Aspiring Data Engineer with an M.Sc. in Data Science (graduating in 2025) and 1.5 years of ETL experience. Proficient in Python, R, SQL, and cloud platforms, skilled in designing and optimizing data pipelines, ETL processes, and data workflows for large-scale datasets. Eager to build efficient and scalable data solutions that drive decision-making.
Real-Time Data Pipeline for IoT Devices
Build a real-time data pipeline that collects, processes, and visualizes data from IoT devices. Using tools like Apache Kafka for data ingestion, Apache Spark for processing, and a real-time dashboard using tools like Grafana for visualization.
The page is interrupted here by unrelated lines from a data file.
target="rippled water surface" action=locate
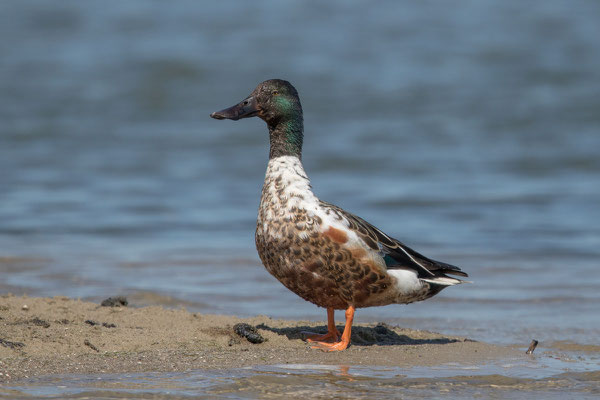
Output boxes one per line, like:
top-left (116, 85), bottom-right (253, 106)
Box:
top-left (0, 0), bottom-right (600, 393)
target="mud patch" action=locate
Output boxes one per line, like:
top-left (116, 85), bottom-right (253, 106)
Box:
top-left (100, 296), bottom-right (129, 307)
top-left (233, 322), bottom-right (266, 344)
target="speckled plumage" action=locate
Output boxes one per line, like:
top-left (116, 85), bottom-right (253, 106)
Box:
top-left (211, 80), bottom-right (467, 350)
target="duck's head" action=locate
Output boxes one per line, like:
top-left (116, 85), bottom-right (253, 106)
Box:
top-left (210, 79), bottom-right (302, 126)
top-left (210, 79), bottom-right (304, 158)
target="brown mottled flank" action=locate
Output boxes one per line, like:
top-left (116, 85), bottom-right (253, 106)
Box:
top-left (256, 156), bottom-right (418, 309)
top-left (324, 226), bottom-right (348, 243)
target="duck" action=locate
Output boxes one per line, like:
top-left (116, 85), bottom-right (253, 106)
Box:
top-left (210, 79), bottom-right (468, 351)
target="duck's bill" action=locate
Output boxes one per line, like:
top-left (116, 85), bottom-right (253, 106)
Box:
top-left (210, 96), bottom-right (258, 121)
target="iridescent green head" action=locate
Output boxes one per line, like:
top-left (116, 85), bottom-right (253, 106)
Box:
top-left (210, 79), bottom-right (304, 158)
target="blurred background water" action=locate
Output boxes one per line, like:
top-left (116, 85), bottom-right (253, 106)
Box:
top-left (0, 0), bottom-right (600, 354)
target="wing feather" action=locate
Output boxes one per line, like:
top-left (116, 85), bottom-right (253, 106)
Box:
top-left (320, 200), bottom-right (468, 278)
Technologies: Apache Kafka, Apache Spark, Grafana.
.
End-to-End ETL Pipeline for E-Commerce Data Analytics
Developed an end-to-end ETL (Extract, Transform, Load) pipeline for an e-commerce dataset. The project involve extracting data from multiple sources (e.g., sales data, user behavior logs), transforming the data for analysis (e.g., data cleaning, aggregation), and loading it into a data warehouse for analysis and reporting.
Technologies: Apache Airflow, SQL, Python, Google BigQuery.
.
Data Lake Implementation for Big Data Analytics
Created a data lake architecture to manage large volumes of structured and unstructured data. This project involve setting up a data lake using cloud services, implementing data ingestion and storage strategies, and running complex queries and analytics on the data.
Technologies: Google Cloud Storage, Google BigQuery.